In article , jacob navia
writes:

1) At z = 1000 we have a temperature of 2,728 degrees... Completely new
and unknown processes must have been at work to form structures like a
black hole at those temperatures.


Perhaps different than for stellar-mass black holes, but not necessarily
completely new and unknown.

And nothing less than a black hole of
1E4 solar masses. It seems (to me) impossible that gravity can condense
something at those temperatures.


Then read up on your physics.

2) At z = 40 we have a temperature of 112 K. Star formation happens in
clouds with temperatures between 10 to 20 K. Yes, 112 K is not "searing
hot", but hot enough to make star formation impossible.


Not all black holes must form from stars.

3) If we assume that star formation could happen at 50 K, i.e. at z =
17, approx 228 My after the bang, that leaves 690 - 228 --462 My to
form a black hole that has an 800 Msun mass...


Not all black holes must form from stars.

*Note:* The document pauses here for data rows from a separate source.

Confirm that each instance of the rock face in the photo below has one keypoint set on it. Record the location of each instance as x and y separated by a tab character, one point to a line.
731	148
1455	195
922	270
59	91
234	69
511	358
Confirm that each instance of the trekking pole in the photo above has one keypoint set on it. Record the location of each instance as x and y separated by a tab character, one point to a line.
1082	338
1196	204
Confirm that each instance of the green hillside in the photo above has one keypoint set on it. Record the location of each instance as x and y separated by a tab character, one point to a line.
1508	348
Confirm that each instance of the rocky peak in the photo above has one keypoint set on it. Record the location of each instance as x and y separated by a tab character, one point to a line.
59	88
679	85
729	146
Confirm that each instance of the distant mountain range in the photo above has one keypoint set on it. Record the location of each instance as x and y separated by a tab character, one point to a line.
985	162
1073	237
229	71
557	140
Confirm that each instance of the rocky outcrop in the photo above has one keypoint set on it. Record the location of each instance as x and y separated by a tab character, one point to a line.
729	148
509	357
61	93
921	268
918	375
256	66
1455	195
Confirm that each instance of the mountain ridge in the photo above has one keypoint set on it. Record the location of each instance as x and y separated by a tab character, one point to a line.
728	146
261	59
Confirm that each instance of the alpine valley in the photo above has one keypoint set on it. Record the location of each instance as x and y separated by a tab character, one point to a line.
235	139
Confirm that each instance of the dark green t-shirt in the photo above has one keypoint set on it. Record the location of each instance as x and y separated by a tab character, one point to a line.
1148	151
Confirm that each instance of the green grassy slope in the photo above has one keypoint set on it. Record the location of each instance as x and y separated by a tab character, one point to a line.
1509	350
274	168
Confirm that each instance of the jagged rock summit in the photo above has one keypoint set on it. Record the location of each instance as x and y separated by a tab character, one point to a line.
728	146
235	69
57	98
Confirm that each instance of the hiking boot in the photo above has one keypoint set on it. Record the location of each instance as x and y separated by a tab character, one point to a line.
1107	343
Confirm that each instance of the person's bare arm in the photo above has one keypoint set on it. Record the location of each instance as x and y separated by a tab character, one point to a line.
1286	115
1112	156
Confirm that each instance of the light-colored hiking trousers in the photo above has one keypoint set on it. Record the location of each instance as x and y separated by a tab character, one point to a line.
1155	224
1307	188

I am not saying that BB theory is impossible. I am just saying that
explaining observations within that framework becomes more and more
difficult, requiring more and more "ad hoc" hypothesis (now we have
primordial black holes)


Primordial black holes are neither an ad-hoc hypothesis nor were they
thought of first to explain this observation. Do a literature search
for "primordial black holes".

and requiring explanations that look less and
less probable.


By which measure?

And observations that contradict the bang start coming
almost daily now. ALMA has seen a galactic collision at 780 My and the
two galaxies are very dusty and huge... I will post another article
about that.


You have been claiming this for years, but have never come up with
anything which convincingly contradicts the big bang.